Remove Secret listener from controller (#2830)

* Remove Secret listener from controller

* fix integration test

* remove list and watch action from controller manager rbac

charts/catalog/templates/rbac.yaml

@@ -16,7 +16,7 @@ rules:
     # TODO: do not grant global access, limit to particular secrets referenced from servicebindings
     - apiGroups: [""]
       resources: ["secrets"]
-      verbs:     ["get","create","update","delete", "list", "watch"]
+      verbs:     ["get","create","update","delete"]
     - apiGroups: [""]
       resources: ["pods"]
       verbs:     ["get","list","update", "patch", "watch", "delete", "initialize"]

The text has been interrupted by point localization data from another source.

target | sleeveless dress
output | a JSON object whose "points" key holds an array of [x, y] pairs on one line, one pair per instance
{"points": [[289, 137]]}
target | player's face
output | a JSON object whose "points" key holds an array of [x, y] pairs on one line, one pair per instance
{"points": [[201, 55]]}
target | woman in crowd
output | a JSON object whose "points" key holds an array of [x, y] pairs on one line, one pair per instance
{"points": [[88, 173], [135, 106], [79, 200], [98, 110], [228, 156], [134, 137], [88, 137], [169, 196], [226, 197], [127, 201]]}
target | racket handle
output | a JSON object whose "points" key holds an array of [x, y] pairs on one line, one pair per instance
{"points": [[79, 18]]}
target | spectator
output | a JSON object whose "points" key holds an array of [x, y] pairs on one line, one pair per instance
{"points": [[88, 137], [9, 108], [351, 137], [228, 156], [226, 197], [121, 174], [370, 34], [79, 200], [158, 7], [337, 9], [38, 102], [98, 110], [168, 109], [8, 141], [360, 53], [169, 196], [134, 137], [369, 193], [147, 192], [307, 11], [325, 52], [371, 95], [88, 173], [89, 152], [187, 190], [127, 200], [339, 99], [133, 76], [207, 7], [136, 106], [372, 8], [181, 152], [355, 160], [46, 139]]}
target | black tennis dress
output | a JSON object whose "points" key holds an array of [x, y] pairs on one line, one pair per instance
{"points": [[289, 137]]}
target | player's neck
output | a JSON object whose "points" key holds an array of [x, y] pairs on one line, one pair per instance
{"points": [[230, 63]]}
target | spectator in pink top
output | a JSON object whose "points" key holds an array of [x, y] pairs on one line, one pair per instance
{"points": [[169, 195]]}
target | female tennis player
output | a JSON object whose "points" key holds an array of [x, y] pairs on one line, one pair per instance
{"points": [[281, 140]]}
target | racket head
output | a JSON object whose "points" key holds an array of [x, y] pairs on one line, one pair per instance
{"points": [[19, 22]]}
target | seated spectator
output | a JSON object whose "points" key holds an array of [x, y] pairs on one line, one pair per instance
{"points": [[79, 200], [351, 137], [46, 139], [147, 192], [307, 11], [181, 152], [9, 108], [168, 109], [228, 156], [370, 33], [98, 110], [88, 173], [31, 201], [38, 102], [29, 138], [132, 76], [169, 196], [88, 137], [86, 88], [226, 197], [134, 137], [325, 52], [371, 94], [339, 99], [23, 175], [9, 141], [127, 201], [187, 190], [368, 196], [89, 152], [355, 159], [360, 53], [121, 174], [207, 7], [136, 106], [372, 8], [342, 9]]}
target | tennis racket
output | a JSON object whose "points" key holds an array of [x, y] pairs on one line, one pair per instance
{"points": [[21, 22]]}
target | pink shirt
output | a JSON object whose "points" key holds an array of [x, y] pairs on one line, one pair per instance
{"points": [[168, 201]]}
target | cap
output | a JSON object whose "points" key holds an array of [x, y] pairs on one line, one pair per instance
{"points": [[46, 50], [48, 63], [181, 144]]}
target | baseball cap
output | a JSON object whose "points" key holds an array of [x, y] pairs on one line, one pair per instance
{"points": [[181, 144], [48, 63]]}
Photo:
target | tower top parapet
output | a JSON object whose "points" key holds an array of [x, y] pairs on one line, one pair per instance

cmd/controller-manager/app/controller_manager.go

@@ -59,7 +59,6 @@ import (
 
 	"github.com/spf13/cobra"
 	"github.com/spf13/pflag"
-	"k8s.io/client-go/informers"
 	"k8s.io/klog"
 )
 
@@ -303,10 +302,7 @@ func StartControllers(s *options.ControllerManagerServer,
 	if err != nil {
 		klog.Fatal(err)
 	}
-	klog.V(5).Infof("Creating shared informers; resync interval: %v", s.ResyncInterval)
-
-	coreInformerFactory := informers.NewSharedInformerFactory(coreClient, s.ResyncInterval)
-	coreInformers := coreInformerFactory.Core()
+	klog.V(5).Infof("Creating shared informer; resync interval: %v", s.ResyncInterval)
 
 	// Build the informer factory for service-catalog resources
 	informerFactory := servicecataloginformers.NewSharedInformerFactory(
@@ -319,7 +315,6 @@ func StartControllers(s *options.ControllerManagerServer,
 	klog.V(5).Infof("Creating controller; broker relist interval: %v", s.ServiceBrokerRelistInterval)
 	serviceCatalogController, err := controller.NewController(
 		coreClient,
-		coreInformers.V1().Secrets(),
 		serviceCatalogClientBuilder.ClientOrDie(controllerManagerAgentName).ServicecatalogV1beta1(),
 		serviceCatalogSharedInformers.ClusterServiceBrokers(),
 		serviceCatalogSharedInformers.ServiceBrokers(),
@@ -345,11 +340,9 @@ func StartControllers(s *options.ControllerManagerServer,
 
 	klog.V(1).Info("Starting shared informers")
 	informerFactory.Start(stop)
-	coreInformerFactory.Start(stop)
 
 	klog.V(5).Info("Waiting for caches to sync")
 	informerFactory.WaitForCacheSync(stop)
-	coreInformerFactory.WaitForCacheSync(stop)
 
 	klog.V(5).Info("Running controller")
 	go serviceCatalogController.Run(s.ConcurrentSyncs, stop)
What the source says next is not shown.